ESPEYB19 15. Editors’ Choice Obesity (3 abstracts)
N Engl J Med. 2021;385(6):503-15. doi: 10.1056/NEJMoa2107519.PubMed ID: 34170647
Brief summary: this randomized control trial in 1879 adults with type 2 diabetes compared effects of once-weekly Tirzepatide (5, 10 or 15 mg) versus once-weekly Semaglutide (1 mg) on glycemic control. After 40 weeks, all doses of Tirzepatide were superior to Semaglutide on lowering HbA1c.
Glucagon-like peptide-1 (GLP-1) receptor agonists, Liraglutide (given once-daily) and Semaglutide (once-weekly), are increasingly used in adult patients with obesity and impaired glucose tolerance or type 2 diabetes, following consistent trial evidence regarding their effectiveness to reduce body weight and lower glucose levels. Liraglutide is licensed for use in children aged 10 years and older with type 2 diabetes and we are eagerly looking forward to its wider licensing and funding approvals, as well as similar approvals for Semaglutide. However there are other gut derived peptides beyond GLP-1, which may have similar potent effects on body weight and glucose metabolism.

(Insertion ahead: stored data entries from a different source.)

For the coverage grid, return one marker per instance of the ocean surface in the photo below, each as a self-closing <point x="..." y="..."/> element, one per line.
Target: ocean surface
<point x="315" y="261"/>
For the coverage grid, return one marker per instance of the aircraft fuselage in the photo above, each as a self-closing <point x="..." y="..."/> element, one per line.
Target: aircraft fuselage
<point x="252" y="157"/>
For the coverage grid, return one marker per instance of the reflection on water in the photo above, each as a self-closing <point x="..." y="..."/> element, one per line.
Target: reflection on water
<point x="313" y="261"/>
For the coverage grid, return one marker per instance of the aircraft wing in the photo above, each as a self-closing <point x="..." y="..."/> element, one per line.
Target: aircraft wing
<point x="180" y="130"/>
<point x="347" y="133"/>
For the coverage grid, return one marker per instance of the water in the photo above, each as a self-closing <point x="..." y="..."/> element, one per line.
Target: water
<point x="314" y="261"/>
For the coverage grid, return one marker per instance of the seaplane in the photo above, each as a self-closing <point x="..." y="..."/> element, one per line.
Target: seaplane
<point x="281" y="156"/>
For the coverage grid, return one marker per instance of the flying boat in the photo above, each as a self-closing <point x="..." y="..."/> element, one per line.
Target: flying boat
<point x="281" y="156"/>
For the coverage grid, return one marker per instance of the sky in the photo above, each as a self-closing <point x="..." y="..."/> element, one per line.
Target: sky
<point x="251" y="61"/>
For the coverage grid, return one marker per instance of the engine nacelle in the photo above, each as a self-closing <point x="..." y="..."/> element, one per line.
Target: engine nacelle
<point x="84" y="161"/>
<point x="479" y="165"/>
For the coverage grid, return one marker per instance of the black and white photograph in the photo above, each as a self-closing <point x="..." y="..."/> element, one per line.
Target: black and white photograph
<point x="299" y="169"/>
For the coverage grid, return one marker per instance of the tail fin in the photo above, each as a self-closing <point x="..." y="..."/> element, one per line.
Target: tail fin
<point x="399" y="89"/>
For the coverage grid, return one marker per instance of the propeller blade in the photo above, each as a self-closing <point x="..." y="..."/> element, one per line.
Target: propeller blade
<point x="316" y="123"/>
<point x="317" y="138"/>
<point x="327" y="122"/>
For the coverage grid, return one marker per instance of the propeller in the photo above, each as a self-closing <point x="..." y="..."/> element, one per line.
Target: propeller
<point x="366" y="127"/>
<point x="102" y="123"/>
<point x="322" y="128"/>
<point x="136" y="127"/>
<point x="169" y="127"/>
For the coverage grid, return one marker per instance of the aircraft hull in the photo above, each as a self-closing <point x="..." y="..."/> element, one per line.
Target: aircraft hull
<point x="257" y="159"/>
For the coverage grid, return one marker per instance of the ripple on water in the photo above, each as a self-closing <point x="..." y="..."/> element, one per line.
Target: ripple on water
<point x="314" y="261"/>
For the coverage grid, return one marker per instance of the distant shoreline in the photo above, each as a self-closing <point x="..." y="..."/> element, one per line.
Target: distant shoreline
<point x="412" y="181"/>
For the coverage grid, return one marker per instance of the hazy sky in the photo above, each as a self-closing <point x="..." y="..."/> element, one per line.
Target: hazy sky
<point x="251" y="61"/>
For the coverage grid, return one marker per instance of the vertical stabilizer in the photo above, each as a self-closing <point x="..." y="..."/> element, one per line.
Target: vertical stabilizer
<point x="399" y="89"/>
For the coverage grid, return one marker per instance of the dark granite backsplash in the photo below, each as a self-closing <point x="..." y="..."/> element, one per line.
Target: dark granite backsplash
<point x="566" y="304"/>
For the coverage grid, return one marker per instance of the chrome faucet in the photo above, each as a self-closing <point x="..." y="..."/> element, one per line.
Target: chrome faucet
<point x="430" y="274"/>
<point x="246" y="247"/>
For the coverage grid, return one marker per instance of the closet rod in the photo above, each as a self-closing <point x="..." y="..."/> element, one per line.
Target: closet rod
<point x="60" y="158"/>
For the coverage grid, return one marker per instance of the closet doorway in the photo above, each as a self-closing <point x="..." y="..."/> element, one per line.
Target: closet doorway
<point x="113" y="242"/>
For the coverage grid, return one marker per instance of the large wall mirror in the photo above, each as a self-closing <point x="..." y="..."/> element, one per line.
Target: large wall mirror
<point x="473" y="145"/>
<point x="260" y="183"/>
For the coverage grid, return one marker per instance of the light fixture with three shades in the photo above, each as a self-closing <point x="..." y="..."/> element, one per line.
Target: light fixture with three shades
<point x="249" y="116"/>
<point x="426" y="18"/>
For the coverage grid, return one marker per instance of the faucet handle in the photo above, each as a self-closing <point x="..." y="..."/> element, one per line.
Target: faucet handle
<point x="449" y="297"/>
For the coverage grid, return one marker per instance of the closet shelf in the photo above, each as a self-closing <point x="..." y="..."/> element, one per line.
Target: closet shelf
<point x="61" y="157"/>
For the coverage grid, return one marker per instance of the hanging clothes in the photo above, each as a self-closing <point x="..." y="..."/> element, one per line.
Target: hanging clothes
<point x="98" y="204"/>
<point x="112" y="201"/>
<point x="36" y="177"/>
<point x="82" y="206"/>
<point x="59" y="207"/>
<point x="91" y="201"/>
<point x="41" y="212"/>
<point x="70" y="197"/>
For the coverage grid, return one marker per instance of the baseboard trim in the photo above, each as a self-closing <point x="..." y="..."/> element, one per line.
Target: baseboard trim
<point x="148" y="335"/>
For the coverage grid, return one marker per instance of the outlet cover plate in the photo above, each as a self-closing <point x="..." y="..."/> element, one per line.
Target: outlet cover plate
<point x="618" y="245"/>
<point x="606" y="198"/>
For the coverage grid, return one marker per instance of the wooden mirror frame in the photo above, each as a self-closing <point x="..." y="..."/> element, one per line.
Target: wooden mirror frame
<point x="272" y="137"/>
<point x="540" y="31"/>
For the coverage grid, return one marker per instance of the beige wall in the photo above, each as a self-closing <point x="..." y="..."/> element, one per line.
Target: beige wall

Tirzepatide is a dual agonist, which combines actions on GLP-1 receptors and also on glucose-dependent insulinotropic polypeptide (GIP) receptors. A major pharmacokinetic advantage is its once weekly administration, although like Semaglutide it is given by subcutaneous injection. The current findings are impressive, showing that the dual agonist Tirzepatide at all doses tested is superior to the single agonist Semaglutide in controlling glycemic levels in type 2 diabetes. Tirzepatide was subsequently approved for this indication by the FDA in May 2022.
However as well as its superior effects on HbA1c, in this trial Tirzepatide was also more effective than Semaglutide in reducing body weight, again at all doses. Further data released in April 2022, confirmed the remarkable effectiveness of Tirzepatide on body weight, which was on average 24 kg lower on the 15 mg dose after 72 weeks (1). We look forward to seeing this evidence in publication, as well as further evidence on the effects of both Tirzepatide and Semaglutide on body weight and HbA1c in children.